Ad oggi il padre mi manda laconiche email informative (perché obbligato dallo stesso Giudice tutelare) ma di fronte alle mie richieste di informazioni non mi risponde. Inoltre, nel pieno della pandemia, non mi dava alcun tipo di informazione, non rispondeva a telefonate, messaggi ed email. Sono rimasta per mesi senza alcuna notizia di mio figlio. Solo con l’intervento dei Carabinieri e dei miei legali sono riuscita a sentire mio figlio due minuti a settimana al telefono, per due mesi. Successivamente il padre decise in autonomia di sospendere anche le telefonate e per altri mesi non di nuovo il silenzio. I servizi sociali, informati dai miei legali di questo e di altri comportamenti, non hanno mai risposto e nemmeno sollecitato il padre a far sentire al bambino la mamma . Durante la pandemia a tutti i genitori erano consentiti contatti con i figli almeno in videochiamata ma né il padre né i servizi sociali si sono adoperati in tal senso .

Dopo 8 mesi i servizi sociali hanno disposto solo un mese di incontri settimanali di un’ora sempre super protetti con le due operatrici in una stanza chiusa, poi hanno sospeso nuovamente per un altro mese gli incontri, per poi ripristinarli per un’ora ogni 15 giorni andando anche contro il decreto definitivo del Tribunale ordinario. In più, il bambino non ha contatti con tutta la mia famiglia, se non sporadici e su richiesta e sempre protetti, seppur non previsti. Anche su questo, i servizi sociali si trincerano dietro al fatto che il padre detiene l’affido super esclusivo e pertanto non spetta a loro. Mio figlio è privato ingiustamente di una mamma e di tutto il ramo materno della famiglia e di tutta la rete di amicizie che ha avuto per i primi 10 anni della sua vita.

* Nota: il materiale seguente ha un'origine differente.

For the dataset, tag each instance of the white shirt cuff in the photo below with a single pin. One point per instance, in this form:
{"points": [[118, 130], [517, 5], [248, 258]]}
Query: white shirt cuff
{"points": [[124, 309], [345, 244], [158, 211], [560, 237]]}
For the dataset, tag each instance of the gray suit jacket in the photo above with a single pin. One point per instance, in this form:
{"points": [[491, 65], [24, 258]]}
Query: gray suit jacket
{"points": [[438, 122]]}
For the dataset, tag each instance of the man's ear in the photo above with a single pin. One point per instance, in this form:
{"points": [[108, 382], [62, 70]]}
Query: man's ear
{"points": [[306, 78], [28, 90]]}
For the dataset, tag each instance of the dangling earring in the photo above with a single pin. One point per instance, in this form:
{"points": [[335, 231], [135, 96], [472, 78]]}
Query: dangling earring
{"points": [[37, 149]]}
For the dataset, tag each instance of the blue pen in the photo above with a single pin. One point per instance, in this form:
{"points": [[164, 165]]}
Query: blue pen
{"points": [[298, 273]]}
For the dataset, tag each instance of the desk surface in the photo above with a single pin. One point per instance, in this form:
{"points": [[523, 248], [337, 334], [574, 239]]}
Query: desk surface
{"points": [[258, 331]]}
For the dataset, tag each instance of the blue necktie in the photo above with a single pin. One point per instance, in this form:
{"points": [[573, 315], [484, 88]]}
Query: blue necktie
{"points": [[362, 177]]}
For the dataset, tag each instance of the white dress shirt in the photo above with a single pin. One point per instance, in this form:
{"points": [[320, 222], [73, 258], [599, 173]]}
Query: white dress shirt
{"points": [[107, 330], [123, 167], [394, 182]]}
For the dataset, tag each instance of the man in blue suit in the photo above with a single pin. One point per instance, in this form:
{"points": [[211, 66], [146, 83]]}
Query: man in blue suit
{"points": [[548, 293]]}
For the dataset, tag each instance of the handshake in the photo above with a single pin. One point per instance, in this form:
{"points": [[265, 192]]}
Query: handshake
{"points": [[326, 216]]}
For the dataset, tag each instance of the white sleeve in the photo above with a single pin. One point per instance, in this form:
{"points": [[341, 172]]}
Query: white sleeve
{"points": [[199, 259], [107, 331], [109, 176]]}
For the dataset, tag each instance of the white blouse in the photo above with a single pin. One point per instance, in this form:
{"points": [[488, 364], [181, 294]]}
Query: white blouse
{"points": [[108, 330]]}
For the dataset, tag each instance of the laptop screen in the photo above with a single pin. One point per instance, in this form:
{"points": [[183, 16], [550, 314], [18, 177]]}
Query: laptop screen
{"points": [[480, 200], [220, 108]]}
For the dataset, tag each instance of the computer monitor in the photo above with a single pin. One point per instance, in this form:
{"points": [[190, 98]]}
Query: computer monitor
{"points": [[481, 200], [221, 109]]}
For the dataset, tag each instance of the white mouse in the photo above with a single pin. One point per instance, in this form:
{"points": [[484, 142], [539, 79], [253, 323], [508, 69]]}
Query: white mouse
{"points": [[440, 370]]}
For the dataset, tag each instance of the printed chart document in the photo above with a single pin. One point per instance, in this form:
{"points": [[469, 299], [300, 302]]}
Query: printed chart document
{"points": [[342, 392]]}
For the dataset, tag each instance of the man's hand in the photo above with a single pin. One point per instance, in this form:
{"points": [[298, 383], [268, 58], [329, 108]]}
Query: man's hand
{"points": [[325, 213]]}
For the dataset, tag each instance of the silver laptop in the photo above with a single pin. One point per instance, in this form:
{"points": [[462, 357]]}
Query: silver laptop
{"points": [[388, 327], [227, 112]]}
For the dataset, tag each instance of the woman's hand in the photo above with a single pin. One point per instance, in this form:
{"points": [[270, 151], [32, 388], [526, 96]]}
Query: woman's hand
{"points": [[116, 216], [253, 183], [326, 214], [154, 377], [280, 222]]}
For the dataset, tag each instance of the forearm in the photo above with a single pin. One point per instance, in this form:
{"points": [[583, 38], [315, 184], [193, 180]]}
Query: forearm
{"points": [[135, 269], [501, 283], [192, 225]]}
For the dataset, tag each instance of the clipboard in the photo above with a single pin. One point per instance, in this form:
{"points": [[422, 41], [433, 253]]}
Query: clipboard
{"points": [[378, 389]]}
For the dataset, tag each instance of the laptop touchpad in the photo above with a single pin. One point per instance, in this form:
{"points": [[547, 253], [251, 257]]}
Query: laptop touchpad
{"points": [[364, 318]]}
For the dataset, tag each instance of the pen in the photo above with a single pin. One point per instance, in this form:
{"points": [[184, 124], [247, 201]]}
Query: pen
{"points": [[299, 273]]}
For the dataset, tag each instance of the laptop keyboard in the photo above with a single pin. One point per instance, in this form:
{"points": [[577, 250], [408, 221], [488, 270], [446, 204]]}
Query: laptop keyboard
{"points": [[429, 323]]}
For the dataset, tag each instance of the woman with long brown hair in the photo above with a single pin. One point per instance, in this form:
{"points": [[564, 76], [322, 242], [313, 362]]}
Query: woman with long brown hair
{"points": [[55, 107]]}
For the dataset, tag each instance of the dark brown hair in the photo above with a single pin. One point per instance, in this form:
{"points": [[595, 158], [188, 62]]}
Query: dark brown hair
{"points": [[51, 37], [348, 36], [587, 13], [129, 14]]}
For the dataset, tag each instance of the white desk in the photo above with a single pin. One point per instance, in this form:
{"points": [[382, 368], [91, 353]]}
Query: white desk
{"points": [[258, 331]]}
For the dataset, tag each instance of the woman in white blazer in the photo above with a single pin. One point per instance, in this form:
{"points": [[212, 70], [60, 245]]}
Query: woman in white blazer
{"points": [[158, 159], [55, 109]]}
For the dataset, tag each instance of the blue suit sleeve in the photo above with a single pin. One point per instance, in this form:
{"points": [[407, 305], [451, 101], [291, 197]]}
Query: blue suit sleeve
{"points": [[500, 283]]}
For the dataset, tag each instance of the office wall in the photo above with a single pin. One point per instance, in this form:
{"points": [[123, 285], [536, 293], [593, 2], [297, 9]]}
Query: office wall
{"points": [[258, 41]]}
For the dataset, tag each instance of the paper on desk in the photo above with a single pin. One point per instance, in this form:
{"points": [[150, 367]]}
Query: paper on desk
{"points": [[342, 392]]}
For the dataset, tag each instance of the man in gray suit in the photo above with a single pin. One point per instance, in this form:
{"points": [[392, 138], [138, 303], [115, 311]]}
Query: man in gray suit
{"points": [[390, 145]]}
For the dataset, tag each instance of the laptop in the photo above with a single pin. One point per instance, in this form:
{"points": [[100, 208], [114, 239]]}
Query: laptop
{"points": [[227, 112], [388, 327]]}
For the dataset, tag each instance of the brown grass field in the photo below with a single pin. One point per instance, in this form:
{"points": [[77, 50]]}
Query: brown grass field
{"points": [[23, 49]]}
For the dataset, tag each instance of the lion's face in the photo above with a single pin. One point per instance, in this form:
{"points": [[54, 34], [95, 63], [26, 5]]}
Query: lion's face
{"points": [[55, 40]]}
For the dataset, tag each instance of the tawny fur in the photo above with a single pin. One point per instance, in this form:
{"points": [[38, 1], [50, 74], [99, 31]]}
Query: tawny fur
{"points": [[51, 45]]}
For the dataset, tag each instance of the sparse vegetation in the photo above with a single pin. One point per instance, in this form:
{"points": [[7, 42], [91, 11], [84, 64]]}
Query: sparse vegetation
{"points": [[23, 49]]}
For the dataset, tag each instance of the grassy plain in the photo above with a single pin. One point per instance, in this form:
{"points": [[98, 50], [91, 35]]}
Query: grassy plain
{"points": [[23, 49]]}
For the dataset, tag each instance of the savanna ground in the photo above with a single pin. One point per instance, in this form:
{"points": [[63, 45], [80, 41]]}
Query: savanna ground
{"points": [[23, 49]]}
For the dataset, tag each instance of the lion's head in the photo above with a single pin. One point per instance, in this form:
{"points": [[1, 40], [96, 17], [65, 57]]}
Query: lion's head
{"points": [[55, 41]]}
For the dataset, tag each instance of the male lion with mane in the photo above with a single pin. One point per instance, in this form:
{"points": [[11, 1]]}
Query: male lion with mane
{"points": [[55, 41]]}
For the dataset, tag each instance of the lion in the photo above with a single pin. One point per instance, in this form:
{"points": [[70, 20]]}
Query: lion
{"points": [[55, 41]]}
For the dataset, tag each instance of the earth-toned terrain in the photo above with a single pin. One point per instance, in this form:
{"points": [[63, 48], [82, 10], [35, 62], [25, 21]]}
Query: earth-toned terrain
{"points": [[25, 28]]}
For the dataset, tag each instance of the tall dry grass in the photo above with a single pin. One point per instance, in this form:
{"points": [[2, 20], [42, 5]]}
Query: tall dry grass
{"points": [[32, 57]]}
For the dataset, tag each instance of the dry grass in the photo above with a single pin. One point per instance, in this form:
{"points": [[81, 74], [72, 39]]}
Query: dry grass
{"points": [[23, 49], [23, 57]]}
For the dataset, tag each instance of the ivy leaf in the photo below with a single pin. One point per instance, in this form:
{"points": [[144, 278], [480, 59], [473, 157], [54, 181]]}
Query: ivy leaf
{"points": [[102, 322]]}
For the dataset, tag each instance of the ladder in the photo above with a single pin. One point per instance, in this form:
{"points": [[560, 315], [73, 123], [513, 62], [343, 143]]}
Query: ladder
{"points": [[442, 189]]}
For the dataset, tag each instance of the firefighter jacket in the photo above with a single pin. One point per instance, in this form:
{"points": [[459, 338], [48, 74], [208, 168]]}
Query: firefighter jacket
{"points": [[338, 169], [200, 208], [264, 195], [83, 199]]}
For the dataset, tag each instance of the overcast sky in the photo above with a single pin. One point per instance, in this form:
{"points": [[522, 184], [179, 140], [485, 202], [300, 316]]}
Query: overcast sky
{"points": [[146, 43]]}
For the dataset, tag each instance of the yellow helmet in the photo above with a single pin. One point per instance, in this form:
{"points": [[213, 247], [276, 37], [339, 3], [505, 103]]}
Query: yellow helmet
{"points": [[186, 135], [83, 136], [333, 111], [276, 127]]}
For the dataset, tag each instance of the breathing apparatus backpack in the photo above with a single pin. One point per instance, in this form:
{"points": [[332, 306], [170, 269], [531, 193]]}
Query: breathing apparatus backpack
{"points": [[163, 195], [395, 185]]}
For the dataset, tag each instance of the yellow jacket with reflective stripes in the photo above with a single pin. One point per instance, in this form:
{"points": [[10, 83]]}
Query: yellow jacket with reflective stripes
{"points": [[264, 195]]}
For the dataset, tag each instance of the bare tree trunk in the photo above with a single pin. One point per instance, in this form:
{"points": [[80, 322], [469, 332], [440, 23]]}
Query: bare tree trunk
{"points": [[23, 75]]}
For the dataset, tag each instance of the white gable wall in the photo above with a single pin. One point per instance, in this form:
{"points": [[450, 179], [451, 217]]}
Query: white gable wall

Il mio caso è stato seguito dalla Commissione femminicidio del Senato ed è stato oggetto di due interrogazioni parlamentari, l’ultima nel dicembre 2019 ad opera dell’onorevole Veronica Giannone, oltre a una interrogazione comunale. Segnalo inoltre che, al momento del sequestro di mio figlio, avevo il ruolo di tutore legale per un minore presso lo stesso Tribunale e successivamente anche per un altro minore.

A breve sarà il compleanno di mio figlio, compie 13 anni, e non mi viene nemmeno consentito di sentirlo per fargli gli auguri e stessa cosa per le festività Natalizie. Ad oggi il procedimento è stato impugnato in Cassazione, sono in attesa di udienza e in attesa dell’istanza presentata davanti al Giudice Tutelare, per ottenere per lo meno di ripristinare quanto stabilito dal decreto definitivo e disporre una gradualità negli incontri, come previsto dalla CTU e la nomina di un curatore speciale per il minore. Intanto, i Procedimenti penali contro i soggetti coinvolti nella vicenda stanno facendo il loro corso.